BUKAN kegembiraan serta sikap rela hati menerima pengangkatan sebagai Uskup Agung Semarang, Mgr. Robertus Rubiyatmoko waktu itu justru spontan merasakan penolakan yang muncul dari dalam hatinya.
“Sekali lagi, cita-cita saya bukan menjadi uskup. Saya ingin menjadi romo yang sederhana, prasojo. Karena itu, ketika mendapat pesan dari Nuncio Mgr. Antonio Guido Filipazi yang berbunyi ‘I want to meet you ASAP,’ spontan hape saya lempar ke meja,”ujar Moko, panggilan kecil uskup terpilih.
Rubiyatmoko merasa akan ada tugas besar yang bakal diembannya. Karena itu, pada saat menghadap Duta Besar Vatikan untuk Indonesia ini di kantornya di Jakarta, suasana hatinya tidak karuan. “Hati saya tidak tenang sama sekali!”
Lalu ketika Sang Dubes mengucapkan dengan jelas bahwa Moko dipilih Paus Fransiskus menjadi Uskup Agung Semarang, dorongan emosi yang sangat kuat menggelegar dari dalam dirinya. Moko tidak bisa berbuat apa-apa. “Ini yang saya nggak mau,”tegasnya saat itu.

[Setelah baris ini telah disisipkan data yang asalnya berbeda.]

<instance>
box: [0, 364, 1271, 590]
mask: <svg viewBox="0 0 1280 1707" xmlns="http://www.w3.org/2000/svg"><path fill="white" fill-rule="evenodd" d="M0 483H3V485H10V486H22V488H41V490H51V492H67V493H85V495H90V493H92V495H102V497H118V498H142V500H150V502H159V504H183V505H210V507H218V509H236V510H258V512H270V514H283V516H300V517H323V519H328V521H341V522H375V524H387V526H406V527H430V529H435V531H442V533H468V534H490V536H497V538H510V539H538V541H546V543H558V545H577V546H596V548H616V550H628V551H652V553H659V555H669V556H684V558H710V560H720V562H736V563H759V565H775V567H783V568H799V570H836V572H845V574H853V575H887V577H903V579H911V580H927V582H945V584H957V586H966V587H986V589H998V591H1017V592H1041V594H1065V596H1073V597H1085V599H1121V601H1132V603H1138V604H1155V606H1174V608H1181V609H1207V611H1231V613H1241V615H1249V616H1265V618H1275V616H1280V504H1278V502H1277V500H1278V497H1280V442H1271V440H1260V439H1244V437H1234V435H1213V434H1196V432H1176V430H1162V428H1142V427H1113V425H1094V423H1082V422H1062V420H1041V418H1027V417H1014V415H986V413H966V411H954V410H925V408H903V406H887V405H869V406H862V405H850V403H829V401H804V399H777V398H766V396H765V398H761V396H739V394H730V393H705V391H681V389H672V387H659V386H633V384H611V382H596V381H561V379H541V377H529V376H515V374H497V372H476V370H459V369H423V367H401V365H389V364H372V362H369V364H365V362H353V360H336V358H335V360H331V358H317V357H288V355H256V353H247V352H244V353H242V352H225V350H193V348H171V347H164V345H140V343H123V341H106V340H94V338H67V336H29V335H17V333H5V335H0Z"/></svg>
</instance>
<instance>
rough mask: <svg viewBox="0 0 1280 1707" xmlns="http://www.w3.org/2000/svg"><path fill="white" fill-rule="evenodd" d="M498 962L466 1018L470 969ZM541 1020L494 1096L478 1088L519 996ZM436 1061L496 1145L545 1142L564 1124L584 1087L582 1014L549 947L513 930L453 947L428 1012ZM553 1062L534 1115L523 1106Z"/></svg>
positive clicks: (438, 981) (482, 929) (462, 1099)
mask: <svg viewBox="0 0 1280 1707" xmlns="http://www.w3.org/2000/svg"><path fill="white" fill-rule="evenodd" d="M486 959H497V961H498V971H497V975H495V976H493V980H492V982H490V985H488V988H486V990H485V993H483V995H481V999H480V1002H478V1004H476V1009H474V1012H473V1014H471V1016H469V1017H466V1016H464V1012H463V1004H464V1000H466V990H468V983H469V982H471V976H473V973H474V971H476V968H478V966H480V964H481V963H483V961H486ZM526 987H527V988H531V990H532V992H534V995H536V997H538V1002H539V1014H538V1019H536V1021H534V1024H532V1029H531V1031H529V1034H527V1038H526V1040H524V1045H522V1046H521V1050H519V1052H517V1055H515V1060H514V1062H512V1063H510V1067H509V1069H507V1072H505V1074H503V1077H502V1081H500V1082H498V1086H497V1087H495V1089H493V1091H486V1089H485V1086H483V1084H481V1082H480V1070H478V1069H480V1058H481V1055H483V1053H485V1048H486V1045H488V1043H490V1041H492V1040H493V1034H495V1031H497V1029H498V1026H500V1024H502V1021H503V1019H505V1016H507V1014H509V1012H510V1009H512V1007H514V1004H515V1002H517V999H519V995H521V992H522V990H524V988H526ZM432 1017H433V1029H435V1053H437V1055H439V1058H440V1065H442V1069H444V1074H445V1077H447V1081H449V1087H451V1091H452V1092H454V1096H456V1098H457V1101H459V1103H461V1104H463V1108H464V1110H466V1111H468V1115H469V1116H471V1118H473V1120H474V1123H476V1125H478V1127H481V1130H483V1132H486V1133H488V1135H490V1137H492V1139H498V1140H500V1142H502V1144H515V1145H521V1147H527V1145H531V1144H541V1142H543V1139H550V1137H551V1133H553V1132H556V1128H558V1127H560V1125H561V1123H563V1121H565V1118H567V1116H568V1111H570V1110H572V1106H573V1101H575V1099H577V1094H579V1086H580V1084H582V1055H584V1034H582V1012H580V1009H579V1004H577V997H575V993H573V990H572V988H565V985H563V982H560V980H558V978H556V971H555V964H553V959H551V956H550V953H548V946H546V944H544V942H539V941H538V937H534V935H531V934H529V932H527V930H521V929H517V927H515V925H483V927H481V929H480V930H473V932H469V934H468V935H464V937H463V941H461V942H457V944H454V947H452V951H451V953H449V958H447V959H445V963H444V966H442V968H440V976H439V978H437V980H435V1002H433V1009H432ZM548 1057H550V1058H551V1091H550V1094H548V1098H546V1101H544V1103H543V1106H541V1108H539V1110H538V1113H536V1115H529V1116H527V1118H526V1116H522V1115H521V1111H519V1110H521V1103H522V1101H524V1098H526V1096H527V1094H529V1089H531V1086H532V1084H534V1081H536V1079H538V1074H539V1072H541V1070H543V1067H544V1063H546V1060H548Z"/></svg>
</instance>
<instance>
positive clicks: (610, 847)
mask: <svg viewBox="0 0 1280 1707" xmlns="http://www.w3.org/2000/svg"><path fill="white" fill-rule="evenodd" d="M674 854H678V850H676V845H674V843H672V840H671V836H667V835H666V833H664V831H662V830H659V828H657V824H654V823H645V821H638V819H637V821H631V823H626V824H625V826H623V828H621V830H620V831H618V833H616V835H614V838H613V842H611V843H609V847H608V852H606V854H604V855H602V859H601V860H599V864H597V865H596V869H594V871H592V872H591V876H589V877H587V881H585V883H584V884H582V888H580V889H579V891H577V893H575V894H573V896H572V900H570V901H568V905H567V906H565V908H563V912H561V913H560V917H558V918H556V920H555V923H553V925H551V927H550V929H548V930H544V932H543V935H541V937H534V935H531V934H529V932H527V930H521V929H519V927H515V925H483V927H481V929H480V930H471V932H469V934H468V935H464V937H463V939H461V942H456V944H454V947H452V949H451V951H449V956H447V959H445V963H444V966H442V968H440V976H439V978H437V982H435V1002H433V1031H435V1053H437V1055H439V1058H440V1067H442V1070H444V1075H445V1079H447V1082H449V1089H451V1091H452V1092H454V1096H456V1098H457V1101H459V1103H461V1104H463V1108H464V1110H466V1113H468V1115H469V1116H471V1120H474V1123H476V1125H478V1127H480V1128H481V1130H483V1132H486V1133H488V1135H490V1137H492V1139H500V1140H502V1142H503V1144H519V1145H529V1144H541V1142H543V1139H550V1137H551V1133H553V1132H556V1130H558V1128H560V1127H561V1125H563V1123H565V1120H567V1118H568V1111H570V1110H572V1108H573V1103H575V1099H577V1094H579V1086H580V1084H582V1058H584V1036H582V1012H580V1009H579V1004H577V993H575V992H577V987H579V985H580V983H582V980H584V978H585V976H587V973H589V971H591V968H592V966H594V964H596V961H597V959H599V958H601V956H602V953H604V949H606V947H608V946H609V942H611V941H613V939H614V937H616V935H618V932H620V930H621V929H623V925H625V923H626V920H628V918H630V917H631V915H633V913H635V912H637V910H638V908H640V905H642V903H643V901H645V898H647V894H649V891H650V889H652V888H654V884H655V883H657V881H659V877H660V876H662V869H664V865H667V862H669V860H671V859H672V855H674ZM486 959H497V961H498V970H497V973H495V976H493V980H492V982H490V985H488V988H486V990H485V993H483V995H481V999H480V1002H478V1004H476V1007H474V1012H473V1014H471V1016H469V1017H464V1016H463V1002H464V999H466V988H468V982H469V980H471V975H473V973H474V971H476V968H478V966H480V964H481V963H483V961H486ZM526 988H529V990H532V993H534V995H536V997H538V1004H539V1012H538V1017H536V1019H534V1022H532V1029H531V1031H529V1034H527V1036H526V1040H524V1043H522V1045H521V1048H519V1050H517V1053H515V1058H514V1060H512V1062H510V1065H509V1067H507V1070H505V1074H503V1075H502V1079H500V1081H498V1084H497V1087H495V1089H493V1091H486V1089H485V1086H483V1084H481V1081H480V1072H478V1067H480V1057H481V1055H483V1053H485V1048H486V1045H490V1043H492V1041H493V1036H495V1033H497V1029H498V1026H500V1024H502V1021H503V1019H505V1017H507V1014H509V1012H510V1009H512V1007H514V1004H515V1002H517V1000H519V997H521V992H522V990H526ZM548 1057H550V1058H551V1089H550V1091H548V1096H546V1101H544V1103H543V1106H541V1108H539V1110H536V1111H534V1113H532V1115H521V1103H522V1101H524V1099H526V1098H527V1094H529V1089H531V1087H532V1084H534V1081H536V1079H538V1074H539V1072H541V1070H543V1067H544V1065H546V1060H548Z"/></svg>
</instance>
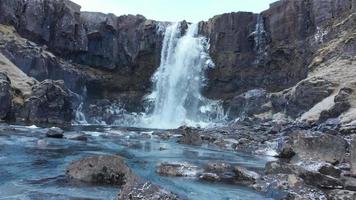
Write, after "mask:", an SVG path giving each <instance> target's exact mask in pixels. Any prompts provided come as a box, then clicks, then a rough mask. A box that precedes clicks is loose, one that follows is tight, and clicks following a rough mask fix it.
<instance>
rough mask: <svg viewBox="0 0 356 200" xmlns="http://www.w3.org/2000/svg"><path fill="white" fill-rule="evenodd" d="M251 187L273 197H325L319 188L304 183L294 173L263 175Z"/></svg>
mask: <svg viewBox="0 0 356 200" xmlns="http://www.w3.org/2000/svg"><path fill="white" fill-rule="evenodd" d="M253 188H255V189H256V190H258V191H262V192H265V193H267V194H268V197H269V198H273V199H293V200H294V199H295V200H301V199H326V195H325V194H324V192H323V191H322V190H321V189H318V188H316V187H314V186H310V185H307V184H305V182H304V180H303V179H301V178H300V177H298V176H297V175H295V174H275V175H265V176H263V177H261V178H260V179H258V180H257V181H256V183H255V184H254V185H253Z"/></svg>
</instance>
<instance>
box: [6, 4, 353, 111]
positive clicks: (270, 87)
mask: <svg viewBox="0 0 356 200" xmlns="http://www.w3.org/2000/svg"><path fill="white" fill-rule="evenodd" d="M355 9H356V3H355V0H336V1H335V0H323V1H319V0H281V1H277V2H275V3H273V4H271V6H270V8H269V9H268V10H266V11H264V12H262V13H260V14H254V13H248V12H238V13H228V14H222V15H218V16H215V17H213V18H211V19H210V20H208V21H206V22H201V23H200V24H199V28H200V33H201V34H202V35H204V36H206V37H207V38H209V41H210V45H211V46H210V55H211V57H212V59H213V61H214V62H215V68H213V69H210V70H209V71H208V73H207V76H208V84H207V86H206V88H205V89H204V93H205V95H206V96H207V97H210V98H213V99H223V100H225V102H226V105H227V108H230V110H231V112H230V113H234V114H233V115H232V117H236V116H238V115H241V113H246V108H247V107H246V105H247V104H248V105H250V106H249V107H251V105H253V106H252V107H251V110H249V111H248V112H247V113H249V115H256V114H261V113H263V114H264V116H266V113H269V114H273V113H279V112H283V113H286V114H287V115H288V116H291V117H293V118H297V117H301V116H302V115H303V114H305V113H306V112H308V111H309V110H310V109H312V108H313V107H314V106H315V105H316V104H318V103H320V102H321V101H323V100H324V99H325V98H327V97H330V95H336V94H337V93H338V92H339V91H341V89H342V88H345V87H346V88H349V89H350V90H353V88H354V86H353V84H352V78H348V77H349V75H350V74H352V73H353V72H354V70H353V67H354V61H353V59H354V54H355V45H354V42H353V41H354V33H355V30H354V25H355V23H354V21H355V15H354V12H355ZM0 13H1V14H0V24H2V25H1V27H0V36H1V37H0V52H1V53H2V54H3V55H4V56H5V57H7V58H8V59H9V60H10V61H11V62H13V63H14V64H15V65H16V66H17V67H18V68H19V69H21V70H22V71H23V72H24V73H25V74H27V75H28V76H30V77H33V78H35V79H36V80H37V81H43V80H45V79H53V80H64V84H65V86H66V87H67V88H69V89H70V90H71V91H73V92H75V93H78V94H83V93H86V95H85V96H86V97H87V99H86V101H90V102H94V101H96V100H98V99H99V100H100V99H115V100H118V101H119V102H120V103H121V104H124V105H125V106H126V109H128V110H130V111H139V110H142V97H143V96H144V95H145V94H147V93H149V91H150V90H151V87H152V86H151V85H152V84H151V80H150V79H151V76H152V74H153V73H154V71H155V70H156V68H157V67H158V66H159V61H160V51H161V45H162V39H163V38H162V33H161V32H160V30H161V28H162V26H164V25H165V24H166V23H165V22H157V21H153V20H148V19H146V18H145V17H143V16H139V15H137V16H133V15H128V16H119V17H117V16H115V15H113V14H103V13H93V12H81V11H80V6H79V5H77V4H75V3H73V2H71V1H69V0H55V1H54V0H27V1H25V0H2V1H1V2H0ZM350 71H351V72H350ZM335 73H336V74H337V75H338V76H332V75H335ZM341 80H347V81H348V83H347V84H346V86H342V85H345V84H342V81H341ZM256 89H257V90H256ZM349 89H346V90H342V91H350V90H349ZM251 90H252V91H251ZM251 95H252V96H251ZM255 95H257V96H255ZM350 95H351V97H350V98H347V99H352V94H350ZM330 98H331V97H330ZM255 100H256V101H255ZM251 101H252V103H251ZM334 103H335V102H334ZM338 105H339V104H338ZM343 105H344V104H343ZM256 108H262V109H256ZM346 108H348V109H346ZM351 108H353V104H352V103H351V105H350V106H346V107H343V108H342V109H339V107H338V108H332V106H331V107H330V109H331V110H330V112H331V113H333V114H330V113H329V114H325V113H324V114H323V116H324V117H323V118H325V116H329V117H334V116H335V115H337V114H335V113H334V111H335V109H336V110H337V113H338V114H341V113H344V112H347V111H348V110H349V109H351ZM315 109H316V108H315ZM318 112H319V111H318ZM320 112H322V111H320ZM325 112H329V111H325ZM313 113H315V112H313ZM319 114H320V113H319ZM311 115H312V114H311V113H310V112H309V114H308V115H307V114H305V115H303V116H304V118H306V117H307V116H311ZM313 116H315V114H313ZM318 116H319V115H318ZM317 118H318V117H317ZM326 118H328V117H326Z"/></svg>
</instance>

Moko pun masih bernegosiasi meski akhirnya tetap menerima tugas itu. “Saya tanya, ini sebuah keharusan atau pilihan. Dan Nuncio bilang, ini bukan pilihan, tapi keharusan.”ujar Moko.
Sebagai orang hukum, Moko menyadari kata ‘harus’ berarti tidak bisa ditolak. “Tuhan selalu mengejutkan dan tidak ada kata lain selain mengiyakan,”ujar Nuncio.